Great Scot (regardless of the critics): Why I’m Into Brave

Published on July 11th, 2012 in: Critics/Criticism, Feminism, Media, Movies, Over the Gadfly's Nest, The Internets |

By Maureen

brave print
Brave silkscreen print from Dark Ink
Comic-Con 2012 Exclusive

Here’s what I know: I saw Brave on its opening night and enjoyed the hell out of it. My boyfriend and I were in a theater full to the max with a good mix of children and their parents and groups of people both our age (27 and 29, respectively) and teenagers. We had a great time. Everyone was a-buzz leaving the theater, both about the film and about other Disney/Pixar endeavors.

Here’s what I don’t know: why everyone on the Internet suddenly seems to have issues with this adorable film.

When I first learned last summer that Pixar was working on a film with a female protagonist (a first for the studio), I was psyched. When I heard later it was going to be set in Scotland, my excitement grew. When I saw the first image of Merida’s orange-red curls and learned she was voiced by Kelly MacDonald, I was officially stoked. I thought the animation was gorgeous (especially the attention paid to Merida’s hair—it’s beyond time for us curly-haired ladies to be given our due diligence in the media—but that’s a rant for another article) and the story was interesting and heartwarming.

It’s on this latter point where I seem to disagree with the Internet at large. Granted, I’m not a professional critic or reviewer, but I just do not understand the backlash and negativity that this delightful summer film has been receiving. There seem to be two major arguments I’m encountering as I peruse blogs and magazines (remember those?!). One is regarding the “unoriginality: of Merida being a princess, and one is about the film’s comparative value to its predecessors.
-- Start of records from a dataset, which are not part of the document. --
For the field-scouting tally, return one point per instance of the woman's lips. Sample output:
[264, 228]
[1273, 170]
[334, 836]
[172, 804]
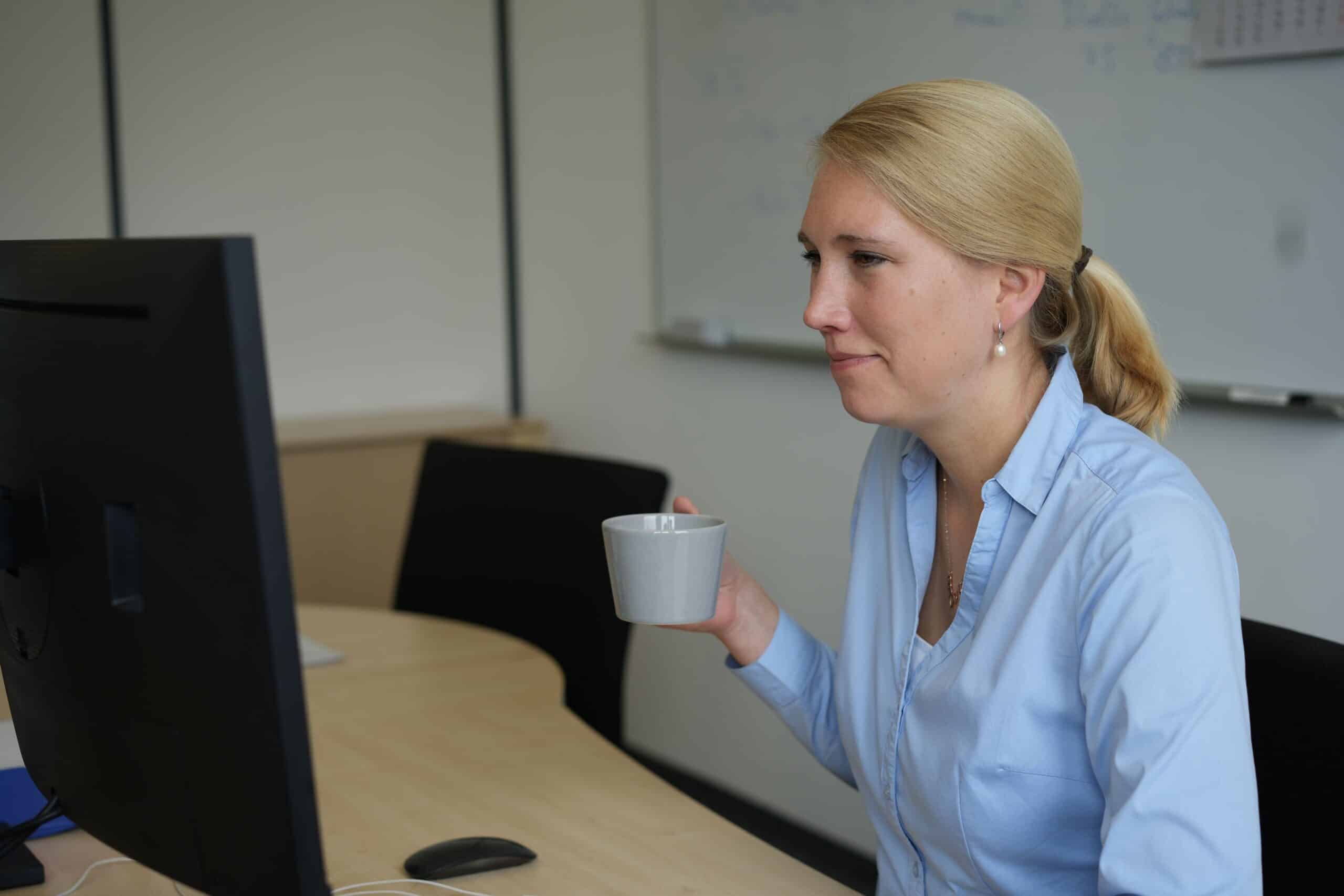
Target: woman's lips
[853, 362]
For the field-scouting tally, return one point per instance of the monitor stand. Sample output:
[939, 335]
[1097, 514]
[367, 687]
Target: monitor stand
[20, 868]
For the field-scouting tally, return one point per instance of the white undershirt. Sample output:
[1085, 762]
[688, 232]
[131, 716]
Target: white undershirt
[921, 650]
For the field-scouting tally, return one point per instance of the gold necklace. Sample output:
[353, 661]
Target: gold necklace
[953, 593]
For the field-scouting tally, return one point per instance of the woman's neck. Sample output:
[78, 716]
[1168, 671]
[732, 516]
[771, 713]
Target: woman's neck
[973, 444]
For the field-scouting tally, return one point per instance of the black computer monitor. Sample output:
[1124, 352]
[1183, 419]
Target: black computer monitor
[150, 648]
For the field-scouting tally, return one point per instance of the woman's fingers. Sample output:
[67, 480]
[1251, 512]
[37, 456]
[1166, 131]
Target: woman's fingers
[683, 505]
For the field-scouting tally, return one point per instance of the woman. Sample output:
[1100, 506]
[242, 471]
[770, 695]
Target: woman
[1041, 687]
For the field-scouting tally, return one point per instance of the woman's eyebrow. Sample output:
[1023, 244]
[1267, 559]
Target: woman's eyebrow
[850, 238]
[853, 238]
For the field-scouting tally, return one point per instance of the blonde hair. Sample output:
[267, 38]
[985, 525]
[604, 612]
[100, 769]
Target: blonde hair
[985, 172]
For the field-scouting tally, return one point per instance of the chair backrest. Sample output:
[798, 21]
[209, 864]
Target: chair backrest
[1296, 688]
[512, 539]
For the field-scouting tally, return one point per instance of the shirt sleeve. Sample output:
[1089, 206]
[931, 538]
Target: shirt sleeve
[1163, 679]
[796, 678]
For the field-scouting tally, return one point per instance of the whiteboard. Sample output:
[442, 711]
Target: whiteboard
[1215, 191]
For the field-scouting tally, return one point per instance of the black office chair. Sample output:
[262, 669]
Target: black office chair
[1296, 688]
[512, 539]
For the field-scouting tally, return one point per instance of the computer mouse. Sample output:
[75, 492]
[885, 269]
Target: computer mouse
[467, 856]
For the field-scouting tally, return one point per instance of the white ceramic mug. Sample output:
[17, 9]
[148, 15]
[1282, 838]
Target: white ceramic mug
[664, 567]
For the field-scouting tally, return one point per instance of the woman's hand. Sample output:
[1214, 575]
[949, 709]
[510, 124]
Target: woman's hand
[745, 617]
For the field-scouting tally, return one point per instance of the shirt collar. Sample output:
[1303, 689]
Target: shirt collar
[1030, 471]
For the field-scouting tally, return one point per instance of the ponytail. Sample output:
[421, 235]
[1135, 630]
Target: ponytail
[1112, 345]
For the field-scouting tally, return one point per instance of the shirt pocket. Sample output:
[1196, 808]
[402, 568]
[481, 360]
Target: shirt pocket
[1030, 832]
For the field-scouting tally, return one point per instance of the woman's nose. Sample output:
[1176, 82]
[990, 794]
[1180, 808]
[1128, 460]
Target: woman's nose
[826, 307]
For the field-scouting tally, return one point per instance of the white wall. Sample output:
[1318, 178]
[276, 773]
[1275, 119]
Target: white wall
[53, 154]
[766, 445]
[359, 143]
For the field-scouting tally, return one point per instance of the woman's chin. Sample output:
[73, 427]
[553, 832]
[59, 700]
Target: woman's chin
[879, 410]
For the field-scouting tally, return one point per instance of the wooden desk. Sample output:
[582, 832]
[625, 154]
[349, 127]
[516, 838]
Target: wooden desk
[432, 730]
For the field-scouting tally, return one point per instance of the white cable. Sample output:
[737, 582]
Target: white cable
[85, 876]
[401, 880]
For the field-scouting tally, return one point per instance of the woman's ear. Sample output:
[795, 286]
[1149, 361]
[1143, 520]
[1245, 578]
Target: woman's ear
[1018, 291]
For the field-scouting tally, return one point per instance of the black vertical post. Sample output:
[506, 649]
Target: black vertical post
[109, 102]
[506, 107]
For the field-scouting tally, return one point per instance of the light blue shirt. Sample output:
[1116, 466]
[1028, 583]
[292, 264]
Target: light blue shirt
[1083, 726]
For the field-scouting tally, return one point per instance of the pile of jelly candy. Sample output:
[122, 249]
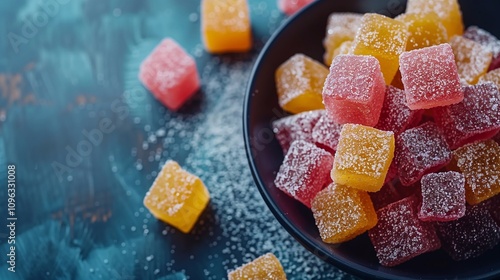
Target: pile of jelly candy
[400, 137]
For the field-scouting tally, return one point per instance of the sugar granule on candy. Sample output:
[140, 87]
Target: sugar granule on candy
[304, 171]
[419, 151]
[399, 235]
[296, 127]
[469, 236]
[443, 196]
Regarding the plot’s unoriginality, let’s get the obvious out of the way first: This is a movie primarily marketed towards children. I’m not sure what people making this criticism were expecting, but I thought the plot was child-friendly without resorting to pop-culture gags and slapstick humor (looking at you, Madagascar 3).
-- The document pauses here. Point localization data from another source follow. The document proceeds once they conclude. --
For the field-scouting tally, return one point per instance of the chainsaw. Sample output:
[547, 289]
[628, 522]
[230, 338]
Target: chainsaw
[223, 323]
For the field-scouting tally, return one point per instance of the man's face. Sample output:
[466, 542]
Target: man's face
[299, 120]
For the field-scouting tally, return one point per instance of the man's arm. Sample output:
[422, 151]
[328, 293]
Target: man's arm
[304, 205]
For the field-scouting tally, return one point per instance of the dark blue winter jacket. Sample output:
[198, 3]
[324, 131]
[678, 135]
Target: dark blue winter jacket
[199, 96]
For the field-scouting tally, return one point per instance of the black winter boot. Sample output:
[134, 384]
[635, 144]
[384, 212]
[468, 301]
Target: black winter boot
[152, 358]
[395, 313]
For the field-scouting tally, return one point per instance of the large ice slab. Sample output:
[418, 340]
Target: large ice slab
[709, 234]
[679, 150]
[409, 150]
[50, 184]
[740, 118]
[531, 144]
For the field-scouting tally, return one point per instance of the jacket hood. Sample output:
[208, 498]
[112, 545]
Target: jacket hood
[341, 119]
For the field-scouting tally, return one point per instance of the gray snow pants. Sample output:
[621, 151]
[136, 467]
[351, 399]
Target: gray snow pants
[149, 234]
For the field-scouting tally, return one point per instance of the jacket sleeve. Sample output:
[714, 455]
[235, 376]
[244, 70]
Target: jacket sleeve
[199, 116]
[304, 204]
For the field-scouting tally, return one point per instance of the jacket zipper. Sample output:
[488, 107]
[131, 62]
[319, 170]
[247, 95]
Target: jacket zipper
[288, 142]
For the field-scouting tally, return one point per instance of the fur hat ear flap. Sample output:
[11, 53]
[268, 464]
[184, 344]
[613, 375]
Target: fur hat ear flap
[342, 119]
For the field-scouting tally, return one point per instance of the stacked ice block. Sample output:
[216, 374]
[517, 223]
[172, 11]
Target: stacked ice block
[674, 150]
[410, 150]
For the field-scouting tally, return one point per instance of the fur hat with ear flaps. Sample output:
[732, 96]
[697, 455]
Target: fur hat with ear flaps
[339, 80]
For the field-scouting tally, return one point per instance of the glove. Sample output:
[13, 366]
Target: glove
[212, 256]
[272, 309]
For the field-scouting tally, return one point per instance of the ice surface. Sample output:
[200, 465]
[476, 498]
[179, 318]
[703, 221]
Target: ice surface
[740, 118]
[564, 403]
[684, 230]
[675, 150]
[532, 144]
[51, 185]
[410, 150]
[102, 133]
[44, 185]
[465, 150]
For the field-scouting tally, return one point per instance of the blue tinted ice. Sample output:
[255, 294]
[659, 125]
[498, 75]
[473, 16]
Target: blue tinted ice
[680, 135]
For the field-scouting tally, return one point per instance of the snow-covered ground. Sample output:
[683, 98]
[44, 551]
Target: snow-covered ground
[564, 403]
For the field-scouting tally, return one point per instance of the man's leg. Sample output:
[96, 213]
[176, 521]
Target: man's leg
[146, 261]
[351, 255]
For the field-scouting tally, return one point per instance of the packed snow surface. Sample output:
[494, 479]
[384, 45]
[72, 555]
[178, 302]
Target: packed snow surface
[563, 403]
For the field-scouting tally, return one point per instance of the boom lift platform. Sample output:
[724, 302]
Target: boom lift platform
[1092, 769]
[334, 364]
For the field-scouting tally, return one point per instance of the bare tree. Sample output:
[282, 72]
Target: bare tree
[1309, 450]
As far as the criticism denouncing Disney/Pixar for making Merida a princess, it assumes that it was only done so that merchandise can be marketed in the “Princess Collection.” In the setting of the story, Merida’s status makes sense. The movie takes place in ancient Scotland, a feudal kingdom where clans and highland tribes made their own societies. Where she differs from the other princesses marketed by Disney is that she rejects this route and the trappings it comes with. Merida wants to roam freely, practicing her archery skills and riding her horse through possibly enchanted forests. In my humble opinion, this makes her a different type of princess from the likes of Cinderella, Snow White, Sleeping Beauty ,and the others who are brought into a royalty lifestyle via marriage.
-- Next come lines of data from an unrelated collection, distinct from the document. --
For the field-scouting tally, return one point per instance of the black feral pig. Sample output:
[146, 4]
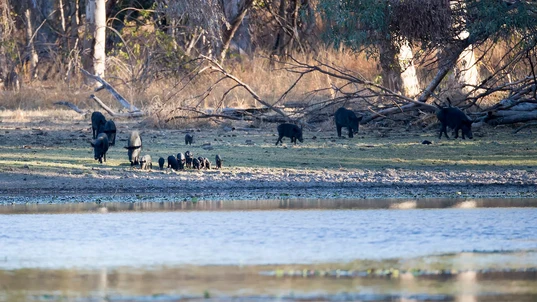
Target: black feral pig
[172, 163]
[455, 119]
[189, 139]
[218, 160]
[110, 130]
[100, 147]
[145, 162]
[289, 130]
[201, 160]
[188, 157]
[134, 145]
[97, 123]
[196, 164]
[347, 118]
[181, 160]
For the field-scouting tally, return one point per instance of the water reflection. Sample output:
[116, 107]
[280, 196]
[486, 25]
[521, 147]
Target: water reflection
[103, 206]
[232, 283]
[292, 250]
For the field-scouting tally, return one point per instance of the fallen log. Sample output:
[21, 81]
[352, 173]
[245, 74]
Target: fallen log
[72, 106]
[115, 94]
[509, 117]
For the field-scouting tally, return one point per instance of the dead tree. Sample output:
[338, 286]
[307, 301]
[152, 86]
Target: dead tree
[133, 111]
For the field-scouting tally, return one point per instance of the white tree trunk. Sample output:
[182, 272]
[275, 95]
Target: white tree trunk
[33, 58]
[94, 56]
[411, 85]
[466, 72]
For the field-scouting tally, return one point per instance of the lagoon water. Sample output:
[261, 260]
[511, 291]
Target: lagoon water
[255, 237]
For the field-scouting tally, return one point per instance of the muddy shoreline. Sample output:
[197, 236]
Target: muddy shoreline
[128, 185]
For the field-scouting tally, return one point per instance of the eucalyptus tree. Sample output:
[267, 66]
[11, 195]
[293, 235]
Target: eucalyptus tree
[441, 27]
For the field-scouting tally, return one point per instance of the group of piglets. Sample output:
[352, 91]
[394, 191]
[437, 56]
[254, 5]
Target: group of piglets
[104, 135]
[189, 161]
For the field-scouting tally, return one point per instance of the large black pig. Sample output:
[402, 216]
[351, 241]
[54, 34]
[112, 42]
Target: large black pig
[347, 118]
[134, 145]
[455, 119]
[146, 162]
[97, 123]
[218, 161]
[110, 130]
[289, 130]
[172, 163]
[188, 158]
[181, 159]
[196, 164]
[100, 147]
[189, 139]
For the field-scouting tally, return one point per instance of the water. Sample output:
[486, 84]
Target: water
[259, 250]
[257, 237]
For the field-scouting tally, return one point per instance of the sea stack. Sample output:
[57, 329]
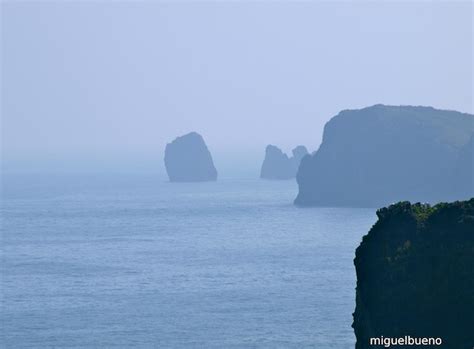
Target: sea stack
[379, 155]
[277, 165]
[415, 276]
[187, 159]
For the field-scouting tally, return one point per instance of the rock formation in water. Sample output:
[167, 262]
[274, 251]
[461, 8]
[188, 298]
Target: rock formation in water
[187, 159]
[415, 275]
[277, 165]
[383, 154]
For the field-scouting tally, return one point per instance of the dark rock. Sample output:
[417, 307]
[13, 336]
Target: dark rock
[415, 275]
[383, 154]
[187, 159]
[277, 165]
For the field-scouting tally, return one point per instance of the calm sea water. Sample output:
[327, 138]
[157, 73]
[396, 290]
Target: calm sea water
[134, 261]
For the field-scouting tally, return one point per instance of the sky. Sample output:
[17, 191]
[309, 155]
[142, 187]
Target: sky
[95, 86]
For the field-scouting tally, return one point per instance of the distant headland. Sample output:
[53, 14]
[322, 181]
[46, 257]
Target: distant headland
[378, 155]
[187, 159]
[277, 165]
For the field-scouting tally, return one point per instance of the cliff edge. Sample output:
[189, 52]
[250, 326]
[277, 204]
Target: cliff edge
[415, 275]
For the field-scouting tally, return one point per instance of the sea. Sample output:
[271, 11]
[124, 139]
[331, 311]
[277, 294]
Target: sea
[122, 261]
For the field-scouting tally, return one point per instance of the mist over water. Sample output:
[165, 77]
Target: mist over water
[126, 261]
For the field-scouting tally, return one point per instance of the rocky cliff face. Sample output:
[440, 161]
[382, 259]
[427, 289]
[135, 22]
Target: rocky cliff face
[383, 154]
[415, 275]
[187, 159]
[277, 165]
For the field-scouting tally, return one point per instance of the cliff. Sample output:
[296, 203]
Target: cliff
[415, 275]
[187, 159]
[277, 165]
[383, 154]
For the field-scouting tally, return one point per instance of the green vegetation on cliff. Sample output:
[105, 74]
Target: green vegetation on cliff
[415, 275]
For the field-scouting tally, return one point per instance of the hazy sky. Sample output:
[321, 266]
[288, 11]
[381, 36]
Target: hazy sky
[103, 86]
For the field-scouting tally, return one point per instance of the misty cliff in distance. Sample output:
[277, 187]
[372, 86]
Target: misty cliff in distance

Sure, Merida’s a princess, but that’s not her fault. Her parents are who they are. The whole premise of the plot (including the tagline) is that she doesn’t like the hand she’s been dealt. She wants to change a fate which she feels she has no control over, one laid out for her simply because she’s a princess. I don’t see why Disney can’t market a badass feminist princess who wants to control her own life and relationships in addition to those that married Prince Charmings. There are all types of women, and that includes princesses!

Regarding the film’s comparative value, Brave is a standalone film. Not a sequel, not a prequel, not a spin-off. Pixar has produced some of the most well-loved movies in recent memory, but I feel that they all deserve to be judged on their own merits.

Maybe Brave won’t be nominated for any awards. Maybe it will. Time will tell. Maybe the critics didn’t personally enjoy it as much as a different Pixar movie or three. That’s fine. Differences of opinion are what makes the world go ‘round. But that doesn’t mean that it’s a worse movie, or a worse made movie.

Personal enjoyment is not synonymous with quality film making. Just because you personally though Wall-E was more “meaningful” or provided a social commentary you think society needed to hear doesn’t mean that the rest of us didn’t enjoy it. Maybe it wasn’t my favorite Disney film, or even my favorite Pixar film. But that doesn’t mean I didn’t have a great time watching Brave and wishing that more child-friendly films would feature curly-haired feminist protagonists.

After all, when Angelina Jolie complained that her Ethiopian daughter didn’t relate to any of the traditional Disney princesses, we got The Princess and the Frog. Everyone deserves their moment to look up at the screen and see someone they’d want to be.

2 Responses to “Great Scot (regardless of the critics): Why I’m Into Brave


  1. Heather Arndt Anderson:
    July 12th, 2012 at 3:01 pm

    One point I think you forgot is that Miyazaki has had the market cornered on awesome animation with female protagonists for about thirty years. Now that Disney is their American face, maybe this will start trickling into the rest of Disney’s ethos.

  2. Maureen:
    July 13th, 2012 at 12:57 pm

    I hope you’re right! I have never seen a Miyazaki movie and don’t really follow anime, so that’s why I didn’t include any mentions of his work in the piece.